Tommy Kono, who trained with York Barbell in the 1950s and won two Olympic gold medals in weightlifting, died on April 24 in Honolulu at the age of 85, according to multiple reports.

His daughter, JoAnn Sumida, told The New York Times that the cause of death was hepatic encephalopathy caused by cirrhosis.

Kono, who was born in Sacramento and set multiple world records, famously took up the sport of weightlifting as a boy while being held in a Japanese-American internment camp in northern California.

Kono is memorialized in a mural in downtown York displaying York as "Muscletown, USA," along with Bob Hoffman, York Barbell's founder, and John Grimek, a York native who won the first two Mr. America bodybuilding events.

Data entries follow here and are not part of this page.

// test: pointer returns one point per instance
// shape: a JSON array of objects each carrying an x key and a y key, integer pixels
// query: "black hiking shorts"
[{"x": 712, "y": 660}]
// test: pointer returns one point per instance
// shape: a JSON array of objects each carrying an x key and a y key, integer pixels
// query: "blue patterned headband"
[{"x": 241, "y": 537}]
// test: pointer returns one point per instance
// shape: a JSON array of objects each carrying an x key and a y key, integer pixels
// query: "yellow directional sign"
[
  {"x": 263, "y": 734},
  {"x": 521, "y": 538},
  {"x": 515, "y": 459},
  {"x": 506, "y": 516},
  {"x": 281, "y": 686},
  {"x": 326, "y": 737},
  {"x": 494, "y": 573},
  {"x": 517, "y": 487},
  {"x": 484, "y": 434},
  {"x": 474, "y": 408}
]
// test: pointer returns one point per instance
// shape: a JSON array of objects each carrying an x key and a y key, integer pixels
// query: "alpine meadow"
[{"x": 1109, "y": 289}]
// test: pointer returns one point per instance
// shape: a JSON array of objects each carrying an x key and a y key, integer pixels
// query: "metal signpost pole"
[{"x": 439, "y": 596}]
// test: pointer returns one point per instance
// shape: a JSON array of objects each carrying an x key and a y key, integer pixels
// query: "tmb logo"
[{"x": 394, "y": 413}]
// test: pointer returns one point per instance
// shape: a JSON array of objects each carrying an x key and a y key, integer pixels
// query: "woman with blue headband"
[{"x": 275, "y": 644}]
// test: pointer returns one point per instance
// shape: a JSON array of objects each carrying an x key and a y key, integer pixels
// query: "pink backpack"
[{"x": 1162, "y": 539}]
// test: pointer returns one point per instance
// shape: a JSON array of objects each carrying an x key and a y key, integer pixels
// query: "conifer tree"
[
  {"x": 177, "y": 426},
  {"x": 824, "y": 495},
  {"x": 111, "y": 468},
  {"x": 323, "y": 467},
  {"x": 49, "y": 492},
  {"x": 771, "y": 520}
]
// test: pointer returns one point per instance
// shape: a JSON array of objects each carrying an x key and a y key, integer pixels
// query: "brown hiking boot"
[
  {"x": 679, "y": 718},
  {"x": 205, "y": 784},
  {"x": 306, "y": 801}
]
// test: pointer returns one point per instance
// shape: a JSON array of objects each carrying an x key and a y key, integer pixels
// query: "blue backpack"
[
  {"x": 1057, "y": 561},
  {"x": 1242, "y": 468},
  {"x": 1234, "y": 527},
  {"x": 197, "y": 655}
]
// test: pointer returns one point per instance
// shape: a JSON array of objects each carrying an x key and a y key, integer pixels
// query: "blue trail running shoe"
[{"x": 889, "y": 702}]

Hoffman died in 1985, and Grimek died in 1998.

Jan Dellinger, a former member of York Barbell's magazine staff, said he used to give tours of the USA Weightlifting Hall of Fame in Emigsville, where photos of Kono are prominently displayed, and met Kono several times.

"He was probably America's greatest weightlifter, but on top of that, he's very nice," Dellinger said. "He was a great spokesman for weightlifting and probably just humanity in general."

Dellinger described Kono as the "Tom Brady of weightlifting" during his prime, or Peyton Manning, depending on preference. He recalled a period during the mid-'60s when Kono won six consecutive world championships at his weight class.

"He had a real blend of physical skills," he said.

Kono, who had asthma growing up, originally trained just "to be healthy," according to The New York Times.